Yenidoğan Çetesi Davası Öncesi Protesto
Haber: Saadet Öğretmen ve UCİM Açıklaması – Canlı Yayın
(İSTANBUL)- Bakırköy Adliyesi’nde Yenidoğan Çetesi davası öncesinde gerçekleşen basın açıklamasında Saadet Öğretmen Çocuk İstismarı ile Mücadele Derneği (UCİM), İstanbul Kadın Meclisi ve Halkın Kurtuluş Partisi (HKP) sağlık sistemi ve AK Parti politikalarını eleştirdi.
SGK dolandırıcılığıyla yenidoğan bebeklerin ölümüne neden olan “yenidoğan çetesi”nin yargılandığı Bakırköy Adliyesi önünde Saadet Öğretmen Çocuk İstismarı ile Mücadele Derneği (UCİM), Halkın Kurtuluşu Partisi (HKP) ve İstanbul Kadın Meclisi bir araya geldiler.
“Türkiye’nin Tarihinde Bebekler Göz Dikildi”
Saadet Öğretmen Çocuk İstismarı ile Mücadele Derneği (UCİM) tarafından yapılan açıklamada şu ifadelere yer verildi:
“Türkiye tarihinde bebeklerimize göz dikildiğini hiç görmemiştik. Küçücük çocukların ciğerlerini yok ettiler, onların kanını aldılar ve yaşayacak çocuklarımızın hayatına göz dikip onları öldürdüler. Bugün UCİM 16 avukatıyla davada müdahillik talep edecek. Mahkeme heyetine sesleniyoruz: Müdahale taleplerimizi lütfen kabul edin. Biz davaya bir gün değil, her celsede o bebeklerin yanında olacağız.”
Halkın Kurtuluş Partisi (HKP) açıklamasında yenidoğan çetesinin AKP iktidarının özelleştirme politikaları sonucunda oluştuğu savunularak, “Bu vahim olay yalnızca İstanbul’la ya da sadece yenidoğan üniteleriyle sınırlı kalmamıştır. Tek bir olay değildir. Oysa sağlık ve eğitim temel insan haklarıdır. Onu, gözünü kar hırsı bürümüş kişilerin eline vermek, hele de din kisvesi altında dünya menfaati sağlamak için her yolu mübah gören AKP gillerin insafına bırakmak bu akıl alınamayacak trajedilerin yaşanılmasını kaçınılmaz hale getirmiştir” denildi.
“Sorun Siyasi İktidarda”
İstanbul Kadın Meclisi açıklamasında ise şu ifadeler yer aldı:
“Bu davada, bu bebeklerin ölümünden her kim sorumluysa biz onların gereken cezayı alması için mücadele edeceğiz.
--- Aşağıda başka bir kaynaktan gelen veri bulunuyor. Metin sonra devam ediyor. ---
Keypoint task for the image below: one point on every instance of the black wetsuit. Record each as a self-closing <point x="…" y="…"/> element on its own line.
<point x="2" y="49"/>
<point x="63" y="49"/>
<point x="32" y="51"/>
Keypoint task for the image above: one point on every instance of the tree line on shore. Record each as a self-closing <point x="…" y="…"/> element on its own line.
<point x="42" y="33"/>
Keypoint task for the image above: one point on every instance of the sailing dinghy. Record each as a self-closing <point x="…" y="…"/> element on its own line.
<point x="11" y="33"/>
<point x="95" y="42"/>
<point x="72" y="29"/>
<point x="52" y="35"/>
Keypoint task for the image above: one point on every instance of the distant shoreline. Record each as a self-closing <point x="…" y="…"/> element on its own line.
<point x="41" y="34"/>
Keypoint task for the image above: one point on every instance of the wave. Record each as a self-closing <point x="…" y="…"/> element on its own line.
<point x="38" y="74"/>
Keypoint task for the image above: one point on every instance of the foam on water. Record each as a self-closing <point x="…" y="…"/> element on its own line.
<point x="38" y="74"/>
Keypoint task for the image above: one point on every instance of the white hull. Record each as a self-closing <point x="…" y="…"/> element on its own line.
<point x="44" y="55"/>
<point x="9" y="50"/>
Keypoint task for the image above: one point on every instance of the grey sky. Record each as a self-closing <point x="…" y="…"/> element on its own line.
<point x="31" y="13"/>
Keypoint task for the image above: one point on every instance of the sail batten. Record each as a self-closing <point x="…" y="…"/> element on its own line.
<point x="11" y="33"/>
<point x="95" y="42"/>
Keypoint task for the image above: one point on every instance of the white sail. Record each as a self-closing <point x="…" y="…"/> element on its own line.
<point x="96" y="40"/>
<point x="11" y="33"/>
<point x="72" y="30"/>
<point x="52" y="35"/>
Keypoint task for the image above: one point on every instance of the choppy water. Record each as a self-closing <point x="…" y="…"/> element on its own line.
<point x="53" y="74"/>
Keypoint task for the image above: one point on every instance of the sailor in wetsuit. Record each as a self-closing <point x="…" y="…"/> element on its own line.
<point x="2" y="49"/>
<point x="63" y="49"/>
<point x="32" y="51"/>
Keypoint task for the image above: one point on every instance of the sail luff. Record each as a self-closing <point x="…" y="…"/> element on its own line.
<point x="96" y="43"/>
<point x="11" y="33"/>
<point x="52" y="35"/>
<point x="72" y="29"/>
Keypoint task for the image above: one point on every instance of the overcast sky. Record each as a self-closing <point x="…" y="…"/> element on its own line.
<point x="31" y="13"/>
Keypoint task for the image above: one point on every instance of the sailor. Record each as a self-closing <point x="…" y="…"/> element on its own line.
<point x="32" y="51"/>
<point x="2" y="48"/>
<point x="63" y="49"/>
Ama tek sorumlunun onlar olduğunu düşünmek büyük bir hata olur. Sorumlu sağlığın bir kamu hizmeti olması gerekirken, onu bir sektöre dönüştürenlerdedir. Sağlık en temel insan hakkıyken, sağlığı bize parayla satanlardadır. Sorun, bu iktisadi düzenin kendisindedir. Sorun, her yeri özel hastanelerle dolduran, özel hastaneleri teşvik eden ve bir de bu özel hastanelerin yükünü emekçi halkın sırtına yükleyenlerdedir. Sorun bu siyasi iktidarındadır.”